Conclusions

Optimum segmentation of pictures is achieved only through a specific filtering of each individual image/text block of a particular picture.  We were able to adjust our threshold values for our first image (Backstreet Boys) to produce an accurate classification of the image.  However, if we tried classifying another image (Britney & Christina) with the same boundaries, our classification result was not as well.

Through experimentation, we discovered that Haar wavelets are best at detecting text, and Daubechies wavelets are best at detecting picture.  Knowing this, we could probably get the best classification result by using the Haar transform in areas where there is predominantly text, and the Daubechies where there is predominantly picture.  If we could determine where on a page there is more likely to be text/image, we could produce a better classification for our image.

The criterion we used to classify our images was the variance of the wavelet coefficients in the high frequency bands.  We were able to do this because the histogram of these coefficients for text and for picture differ in distribution.  If we could analyze the distributions through more advanced statistical methods, we would have a more accurate way of distinguishing between text and picture, and classifying our image.

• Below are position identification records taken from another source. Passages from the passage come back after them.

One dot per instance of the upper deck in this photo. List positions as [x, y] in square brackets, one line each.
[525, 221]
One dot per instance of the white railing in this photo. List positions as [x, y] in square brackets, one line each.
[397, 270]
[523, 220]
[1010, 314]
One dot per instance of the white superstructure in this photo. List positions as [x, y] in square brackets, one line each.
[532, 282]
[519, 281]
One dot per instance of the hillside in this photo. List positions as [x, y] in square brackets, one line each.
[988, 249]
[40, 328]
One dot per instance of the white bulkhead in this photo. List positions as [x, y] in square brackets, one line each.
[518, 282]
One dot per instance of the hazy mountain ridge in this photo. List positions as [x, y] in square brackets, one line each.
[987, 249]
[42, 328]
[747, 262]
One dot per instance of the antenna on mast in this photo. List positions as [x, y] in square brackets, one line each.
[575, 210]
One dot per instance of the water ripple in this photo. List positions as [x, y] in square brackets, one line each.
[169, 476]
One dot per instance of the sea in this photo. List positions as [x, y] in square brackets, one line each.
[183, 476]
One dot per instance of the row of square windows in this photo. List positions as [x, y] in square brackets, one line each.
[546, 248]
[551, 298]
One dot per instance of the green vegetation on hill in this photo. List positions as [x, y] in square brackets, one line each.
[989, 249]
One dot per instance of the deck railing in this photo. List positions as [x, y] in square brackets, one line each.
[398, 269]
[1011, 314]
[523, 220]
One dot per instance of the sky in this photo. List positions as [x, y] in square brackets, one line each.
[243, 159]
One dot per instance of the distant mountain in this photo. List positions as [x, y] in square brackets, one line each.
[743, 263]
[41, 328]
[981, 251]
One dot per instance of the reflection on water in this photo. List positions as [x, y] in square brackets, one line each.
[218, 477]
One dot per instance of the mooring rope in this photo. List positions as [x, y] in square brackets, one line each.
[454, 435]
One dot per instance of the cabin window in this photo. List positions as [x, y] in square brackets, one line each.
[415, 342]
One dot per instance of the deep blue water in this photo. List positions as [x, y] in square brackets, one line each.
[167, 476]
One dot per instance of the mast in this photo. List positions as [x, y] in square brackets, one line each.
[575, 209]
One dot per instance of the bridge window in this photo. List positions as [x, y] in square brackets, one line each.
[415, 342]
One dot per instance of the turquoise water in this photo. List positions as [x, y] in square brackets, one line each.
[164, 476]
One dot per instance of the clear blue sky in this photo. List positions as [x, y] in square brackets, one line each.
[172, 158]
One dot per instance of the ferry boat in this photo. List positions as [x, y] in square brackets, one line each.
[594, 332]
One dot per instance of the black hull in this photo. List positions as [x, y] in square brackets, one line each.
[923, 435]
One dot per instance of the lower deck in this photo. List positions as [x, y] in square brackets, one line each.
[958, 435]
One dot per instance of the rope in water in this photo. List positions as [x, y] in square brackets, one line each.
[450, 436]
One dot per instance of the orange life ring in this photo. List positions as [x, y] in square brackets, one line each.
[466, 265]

Image segmentation is a good foundation for computer generated caricature development.  With more advanced statistical methods, we can better analyze the distribution of the wavelet coefficients and better detect differences in texture.  Given a scanned face, we can analyze the wavelet coefficients of the mouth and the nose, and develop a technique to distinguish between the two.   Knowing the particular regions of a scanned face (nose, mouth, eyes), will allow us to manipulate a scanned face and produce a caricature.